Centers for Medicaid and Medicare Services Regulatory Issues

August 1, 2017 – Medicare Proposed Rules Include Massive Cuts to Payment for 340B drugs, off-campus hospital sites

Proposed rules recently issued by the Center for Medicare and Medicaid Services (CMS) would have significant impacts on hospitals, particularly those that serve significant underserved populations.

The Outpatient Prospective Payment System proposed rule includes a provision that would reduce payments for drugs purchased by 340B eligible hospitals by about 25 percent. The 340B program was enacted to enable hospitals and other entities that qualify based on care for underserved communities to benefit from discounted prices on outpatient drugs.

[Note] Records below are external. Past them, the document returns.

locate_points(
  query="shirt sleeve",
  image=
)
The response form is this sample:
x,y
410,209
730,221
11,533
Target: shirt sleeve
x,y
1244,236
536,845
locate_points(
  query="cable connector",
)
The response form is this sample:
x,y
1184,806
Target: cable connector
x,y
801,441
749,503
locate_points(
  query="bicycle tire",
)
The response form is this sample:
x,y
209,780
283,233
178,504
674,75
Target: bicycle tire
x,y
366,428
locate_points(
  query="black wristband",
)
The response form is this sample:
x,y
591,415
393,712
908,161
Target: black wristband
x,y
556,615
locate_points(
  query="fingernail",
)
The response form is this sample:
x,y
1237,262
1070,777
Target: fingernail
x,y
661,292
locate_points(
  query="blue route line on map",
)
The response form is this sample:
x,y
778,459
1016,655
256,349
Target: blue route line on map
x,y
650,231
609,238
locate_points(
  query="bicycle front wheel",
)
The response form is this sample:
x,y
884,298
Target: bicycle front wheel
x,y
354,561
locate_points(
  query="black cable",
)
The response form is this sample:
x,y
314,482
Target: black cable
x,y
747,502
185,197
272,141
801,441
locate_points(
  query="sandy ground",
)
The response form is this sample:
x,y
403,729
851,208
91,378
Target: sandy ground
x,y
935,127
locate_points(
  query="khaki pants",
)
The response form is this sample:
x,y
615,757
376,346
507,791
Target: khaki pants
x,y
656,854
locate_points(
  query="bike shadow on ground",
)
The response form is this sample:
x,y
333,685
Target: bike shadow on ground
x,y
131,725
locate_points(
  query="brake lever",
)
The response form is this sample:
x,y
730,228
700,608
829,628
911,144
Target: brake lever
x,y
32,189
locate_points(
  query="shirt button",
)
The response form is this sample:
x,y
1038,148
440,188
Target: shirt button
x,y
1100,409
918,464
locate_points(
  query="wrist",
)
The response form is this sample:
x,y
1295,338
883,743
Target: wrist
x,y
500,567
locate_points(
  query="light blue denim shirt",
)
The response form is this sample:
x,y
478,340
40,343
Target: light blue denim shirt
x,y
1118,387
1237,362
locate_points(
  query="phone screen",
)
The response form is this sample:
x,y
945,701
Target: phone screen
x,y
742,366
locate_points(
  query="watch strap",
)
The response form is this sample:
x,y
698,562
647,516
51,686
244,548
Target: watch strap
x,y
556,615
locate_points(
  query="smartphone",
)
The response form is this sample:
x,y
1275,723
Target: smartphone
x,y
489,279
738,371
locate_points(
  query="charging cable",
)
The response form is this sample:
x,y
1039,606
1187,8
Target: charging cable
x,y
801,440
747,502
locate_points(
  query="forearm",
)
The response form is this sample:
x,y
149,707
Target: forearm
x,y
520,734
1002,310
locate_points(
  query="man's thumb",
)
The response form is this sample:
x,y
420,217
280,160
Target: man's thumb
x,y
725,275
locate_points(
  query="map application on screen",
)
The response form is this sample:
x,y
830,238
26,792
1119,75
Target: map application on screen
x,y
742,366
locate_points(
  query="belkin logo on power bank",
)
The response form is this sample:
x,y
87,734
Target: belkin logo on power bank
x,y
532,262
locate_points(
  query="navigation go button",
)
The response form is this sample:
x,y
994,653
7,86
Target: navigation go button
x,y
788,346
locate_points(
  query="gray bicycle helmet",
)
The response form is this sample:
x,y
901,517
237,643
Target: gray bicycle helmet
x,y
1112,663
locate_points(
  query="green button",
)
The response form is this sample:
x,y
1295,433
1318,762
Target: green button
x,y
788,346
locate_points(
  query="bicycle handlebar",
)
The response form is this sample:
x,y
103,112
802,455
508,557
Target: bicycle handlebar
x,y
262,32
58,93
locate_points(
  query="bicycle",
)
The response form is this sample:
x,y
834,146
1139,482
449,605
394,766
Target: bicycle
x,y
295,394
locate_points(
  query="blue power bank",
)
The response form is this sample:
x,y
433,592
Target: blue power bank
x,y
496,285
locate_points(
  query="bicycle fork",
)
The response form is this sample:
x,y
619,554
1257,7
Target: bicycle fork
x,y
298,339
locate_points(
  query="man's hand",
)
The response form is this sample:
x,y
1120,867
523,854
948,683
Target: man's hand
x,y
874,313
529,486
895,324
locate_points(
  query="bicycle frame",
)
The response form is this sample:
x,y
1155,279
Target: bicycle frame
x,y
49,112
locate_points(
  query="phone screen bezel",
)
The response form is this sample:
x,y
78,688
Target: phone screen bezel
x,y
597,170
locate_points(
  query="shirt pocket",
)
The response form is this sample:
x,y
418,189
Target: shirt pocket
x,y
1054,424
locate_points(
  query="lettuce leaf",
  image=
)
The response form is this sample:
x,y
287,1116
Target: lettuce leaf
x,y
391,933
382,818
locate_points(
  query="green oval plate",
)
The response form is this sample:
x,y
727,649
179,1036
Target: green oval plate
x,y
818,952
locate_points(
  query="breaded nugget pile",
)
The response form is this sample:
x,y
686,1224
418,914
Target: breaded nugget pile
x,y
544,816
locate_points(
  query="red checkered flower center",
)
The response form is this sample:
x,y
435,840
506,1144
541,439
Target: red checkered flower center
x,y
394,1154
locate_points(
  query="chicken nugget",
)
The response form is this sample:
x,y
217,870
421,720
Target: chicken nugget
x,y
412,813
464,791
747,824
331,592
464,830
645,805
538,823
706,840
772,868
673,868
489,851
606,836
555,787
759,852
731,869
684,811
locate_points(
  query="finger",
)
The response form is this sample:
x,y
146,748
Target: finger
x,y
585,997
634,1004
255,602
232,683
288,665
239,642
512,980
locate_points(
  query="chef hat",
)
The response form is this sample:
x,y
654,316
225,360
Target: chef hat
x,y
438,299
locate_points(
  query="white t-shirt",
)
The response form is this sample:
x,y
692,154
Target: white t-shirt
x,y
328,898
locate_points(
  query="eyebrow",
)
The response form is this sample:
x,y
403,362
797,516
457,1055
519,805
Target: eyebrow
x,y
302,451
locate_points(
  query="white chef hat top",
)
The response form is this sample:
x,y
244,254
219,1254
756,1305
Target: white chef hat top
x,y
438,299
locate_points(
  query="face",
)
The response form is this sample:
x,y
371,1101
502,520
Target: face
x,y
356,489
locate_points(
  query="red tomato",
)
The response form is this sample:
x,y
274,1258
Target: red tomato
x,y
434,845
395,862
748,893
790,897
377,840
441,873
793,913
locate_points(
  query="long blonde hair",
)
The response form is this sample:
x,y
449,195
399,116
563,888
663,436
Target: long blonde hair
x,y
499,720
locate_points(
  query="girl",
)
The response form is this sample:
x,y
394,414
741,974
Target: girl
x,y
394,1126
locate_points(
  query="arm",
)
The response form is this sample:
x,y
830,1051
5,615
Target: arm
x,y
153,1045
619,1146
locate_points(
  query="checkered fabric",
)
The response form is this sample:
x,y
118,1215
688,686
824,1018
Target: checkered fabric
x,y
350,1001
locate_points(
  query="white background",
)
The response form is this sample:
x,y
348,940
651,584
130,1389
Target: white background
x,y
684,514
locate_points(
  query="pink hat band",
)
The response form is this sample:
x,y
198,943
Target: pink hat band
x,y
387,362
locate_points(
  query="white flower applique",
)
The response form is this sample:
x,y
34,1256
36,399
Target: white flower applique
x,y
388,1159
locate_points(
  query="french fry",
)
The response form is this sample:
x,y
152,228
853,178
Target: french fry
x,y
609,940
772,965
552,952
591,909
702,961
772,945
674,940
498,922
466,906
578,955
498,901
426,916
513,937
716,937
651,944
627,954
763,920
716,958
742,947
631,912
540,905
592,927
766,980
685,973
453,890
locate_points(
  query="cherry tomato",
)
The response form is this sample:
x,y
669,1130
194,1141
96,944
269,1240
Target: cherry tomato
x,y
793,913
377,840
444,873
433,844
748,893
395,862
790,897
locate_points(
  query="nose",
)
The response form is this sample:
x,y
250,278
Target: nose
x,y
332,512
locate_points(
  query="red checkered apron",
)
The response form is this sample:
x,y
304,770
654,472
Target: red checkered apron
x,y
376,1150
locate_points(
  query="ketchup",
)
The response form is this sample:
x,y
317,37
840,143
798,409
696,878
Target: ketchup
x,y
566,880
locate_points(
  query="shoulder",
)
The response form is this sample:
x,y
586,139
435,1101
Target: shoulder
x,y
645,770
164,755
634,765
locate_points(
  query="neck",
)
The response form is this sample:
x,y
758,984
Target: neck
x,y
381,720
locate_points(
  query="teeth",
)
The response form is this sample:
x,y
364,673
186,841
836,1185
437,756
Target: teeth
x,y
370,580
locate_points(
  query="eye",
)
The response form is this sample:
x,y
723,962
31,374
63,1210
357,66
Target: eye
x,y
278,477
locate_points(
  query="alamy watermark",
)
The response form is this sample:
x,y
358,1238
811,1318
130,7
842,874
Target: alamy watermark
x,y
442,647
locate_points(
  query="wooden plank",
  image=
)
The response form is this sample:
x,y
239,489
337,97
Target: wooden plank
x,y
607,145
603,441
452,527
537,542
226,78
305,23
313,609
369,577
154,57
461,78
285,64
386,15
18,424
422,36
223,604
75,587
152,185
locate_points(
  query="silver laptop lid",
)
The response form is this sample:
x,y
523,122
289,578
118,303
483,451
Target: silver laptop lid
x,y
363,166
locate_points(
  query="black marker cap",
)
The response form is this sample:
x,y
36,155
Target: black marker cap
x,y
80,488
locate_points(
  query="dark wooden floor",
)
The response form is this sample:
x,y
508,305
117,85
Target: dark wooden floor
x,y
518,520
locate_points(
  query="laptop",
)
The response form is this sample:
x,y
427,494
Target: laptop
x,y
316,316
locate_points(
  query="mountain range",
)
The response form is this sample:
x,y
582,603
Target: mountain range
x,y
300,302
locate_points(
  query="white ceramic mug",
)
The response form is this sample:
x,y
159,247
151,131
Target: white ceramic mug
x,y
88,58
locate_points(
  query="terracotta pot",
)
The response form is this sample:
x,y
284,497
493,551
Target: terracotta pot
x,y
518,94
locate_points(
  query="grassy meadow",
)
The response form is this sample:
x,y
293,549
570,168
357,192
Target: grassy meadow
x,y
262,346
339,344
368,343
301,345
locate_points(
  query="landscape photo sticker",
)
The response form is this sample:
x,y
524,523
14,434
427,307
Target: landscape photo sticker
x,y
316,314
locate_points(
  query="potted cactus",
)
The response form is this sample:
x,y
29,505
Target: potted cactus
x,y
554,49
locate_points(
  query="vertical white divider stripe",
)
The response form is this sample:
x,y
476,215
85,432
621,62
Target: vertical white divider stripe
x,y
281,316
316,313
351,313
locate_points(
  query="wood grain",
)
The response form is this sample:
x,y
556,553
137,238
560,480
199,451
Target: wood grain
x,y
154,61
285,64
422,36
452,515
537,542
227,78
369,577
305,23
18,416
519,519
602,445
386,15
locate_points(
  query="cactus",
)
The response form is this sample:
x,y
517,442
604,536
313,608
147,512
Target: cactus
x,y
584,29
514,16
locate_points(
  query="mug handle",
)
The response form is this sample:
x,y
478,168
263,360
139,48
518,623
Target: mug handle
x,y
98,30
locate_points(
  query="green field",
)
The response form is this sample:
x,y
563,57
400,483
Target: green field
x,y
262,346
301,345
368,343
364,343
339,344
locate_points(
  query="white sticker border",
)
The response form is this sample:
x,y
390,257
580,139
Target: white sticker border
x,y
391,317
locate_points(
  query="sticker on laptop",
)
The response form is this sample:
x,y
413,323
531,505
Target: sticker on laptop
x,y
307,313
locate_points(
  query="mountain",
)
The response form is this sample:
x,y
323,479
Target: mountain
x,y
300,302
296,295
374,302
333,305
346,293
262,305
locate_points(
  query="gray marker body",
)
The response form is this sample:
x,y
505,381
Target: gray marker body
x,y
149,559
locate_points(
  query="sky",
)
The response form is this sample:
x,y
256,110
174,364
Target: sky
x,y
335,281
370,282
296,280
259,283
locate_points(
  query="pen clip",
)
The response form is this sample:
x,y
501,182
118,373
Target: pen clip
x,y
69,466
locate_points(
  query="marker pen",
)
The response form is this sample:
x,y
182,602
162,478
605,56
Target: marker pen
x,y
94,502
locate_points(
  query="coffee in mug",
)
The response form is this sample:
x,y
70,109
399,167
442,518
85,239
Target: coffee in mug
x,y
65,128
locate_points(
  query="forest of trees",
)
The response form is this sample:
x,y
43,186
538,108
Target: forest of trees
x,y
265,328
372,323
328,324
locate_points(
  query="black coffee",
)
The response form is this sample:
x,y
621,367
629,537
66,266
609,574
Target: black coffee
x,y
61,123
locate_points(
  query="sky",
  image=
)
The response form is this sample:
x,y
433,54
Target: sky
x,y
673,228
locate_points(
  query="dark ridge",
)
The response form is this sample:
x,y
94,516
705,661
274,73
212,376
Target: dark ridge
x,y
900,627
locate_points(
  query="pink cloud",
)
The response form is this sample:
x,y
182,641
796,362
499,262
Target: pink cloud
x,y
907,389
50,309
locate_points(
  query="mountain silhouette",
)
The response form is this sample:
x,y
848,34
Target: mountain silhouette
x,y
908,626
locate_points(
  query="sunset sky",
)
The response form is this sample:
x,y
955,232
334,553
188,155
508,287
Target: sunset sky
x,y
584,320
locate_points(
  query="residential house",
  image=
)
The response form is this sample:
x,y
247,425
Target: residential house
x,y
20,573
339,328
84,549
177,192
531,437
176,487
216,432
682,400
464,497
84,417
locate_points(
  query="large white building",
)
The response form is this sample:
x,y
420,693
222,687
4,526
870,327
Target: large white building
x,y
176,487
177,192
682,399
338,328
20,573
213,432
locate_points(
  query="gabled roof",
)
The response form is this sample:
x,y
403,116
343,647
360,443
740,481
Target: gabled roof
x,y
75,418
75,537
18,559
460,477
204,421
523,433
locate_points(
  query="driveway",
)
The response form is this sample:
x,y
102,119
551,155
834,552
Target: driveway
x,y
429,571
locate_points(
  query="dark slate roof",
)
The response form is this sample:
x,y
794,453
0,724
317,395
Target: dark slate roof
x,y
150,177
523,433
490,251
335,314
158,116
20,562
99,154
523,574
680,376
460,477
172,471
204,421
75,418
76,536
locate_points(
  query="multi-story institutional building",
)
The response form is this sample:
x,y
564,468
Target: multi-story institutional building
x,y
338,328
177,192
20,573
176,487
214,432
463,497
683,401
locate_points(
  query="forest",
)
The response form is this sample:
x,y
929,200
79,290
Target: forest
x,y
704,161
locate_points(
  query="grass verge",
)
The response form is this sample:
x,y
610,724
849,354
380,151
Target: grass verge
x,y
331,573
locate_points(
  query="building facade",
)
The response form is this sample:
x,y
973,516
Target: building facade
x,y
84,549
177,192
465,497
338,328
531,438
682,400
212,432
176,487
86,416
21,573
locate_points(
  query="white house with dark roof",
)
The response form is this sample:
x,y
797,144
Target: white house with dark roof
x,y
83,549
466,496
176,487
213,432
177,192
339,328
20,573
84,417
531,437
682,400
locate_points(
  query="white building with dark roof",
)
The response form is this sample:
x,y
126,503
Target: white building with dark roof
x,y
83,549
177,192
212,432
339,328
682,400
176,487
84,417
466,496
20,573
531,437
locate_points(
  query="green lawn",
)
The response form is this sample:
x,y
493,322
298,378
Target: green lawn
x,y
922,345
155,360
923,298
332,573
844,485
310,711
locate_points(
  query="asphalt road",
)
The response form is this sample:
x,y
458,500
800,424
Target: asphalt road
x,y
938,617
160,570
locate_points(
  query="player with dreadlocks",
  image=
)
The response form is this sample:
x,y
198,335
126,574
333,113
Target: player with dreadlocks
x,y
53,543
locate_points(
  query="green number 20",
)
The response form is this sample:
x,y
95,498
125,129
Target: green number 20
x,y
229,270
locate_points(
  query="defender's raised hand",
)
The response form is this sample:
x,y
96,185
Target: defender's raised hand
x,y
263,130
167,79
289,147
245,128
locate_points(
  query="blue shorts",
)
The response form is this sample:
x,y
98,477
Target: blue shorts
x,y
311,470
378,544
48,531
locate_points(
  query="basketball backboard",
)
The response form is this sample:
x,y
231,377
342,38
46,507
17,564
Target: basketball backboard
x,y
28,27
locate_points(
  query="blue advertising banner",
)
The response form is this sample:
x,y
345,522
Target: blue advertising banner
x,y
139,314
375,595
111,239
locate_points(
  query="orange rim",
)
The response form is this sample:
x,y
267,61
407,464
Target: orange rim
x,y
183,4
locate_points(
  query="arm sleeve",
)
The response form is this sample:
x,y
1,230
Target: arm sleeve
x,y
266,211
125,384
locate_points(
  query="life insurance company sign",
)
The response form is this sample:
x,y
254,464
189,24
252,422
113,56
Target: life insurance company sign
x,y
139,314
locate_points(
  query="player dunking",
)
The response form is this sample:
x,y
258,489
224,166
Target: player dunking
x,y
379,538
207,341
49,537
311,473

Under the proposed rule, the bulk of the benefit of the discount would revert to the Medicare program. On a more positive note, the proposed rule would reinstate the moratorium on the enforcement of the direct supervision policy for critical access and small rural hospitals for 2018 and 2019.

The Medicare Physician Fee Schedule proposed rule includes an additional cut to services provides by off-campus hospital departments. Currently, off-campus hospital sites and services that were not billed as hospital services as of November 2015 are paid at 50 percent of the regular outpatient hospital payment rate. Under the proposed rule, for 2018 payment for these sites and services would be further reduced to 25 percent of the regular outpatient rate. CMS’s intent is to limit payment for new off-campus hospital departments to an amount comparable to the Medicare physician fee schedule. The proposed policy will hurt hospitals’ ability to provide access to services and locations that are not sustainable under regular fee schedule. As a positive development, the proposed rule includes new codes for behavioral health collaborative care model services provided by federally qualified health centers and rural health clinics.

WSHA will provide member hospitals with further analysis. We plan to comment on both. Comments for both rules are due September 11, 2017. (Andrew Busz,

March 8, 2017 – Medicare Outpatient Observation Notification Requirements in Effect

Requirements under the federal Notice of Observation Treatment and Implication for Care Eligibility Act (NOTICE Act) are effective March 8, 2017. This includes including use of the Medicare Outpatient Observation Notification (MOON) form. The Act requires hospitals, including critical access hospitals, to notify Medicare patients who have been placed in observation status verbally and by use of the standard MOON form . The CMS website includes the MOON form, form completion instructions, and Medicare manual guidance.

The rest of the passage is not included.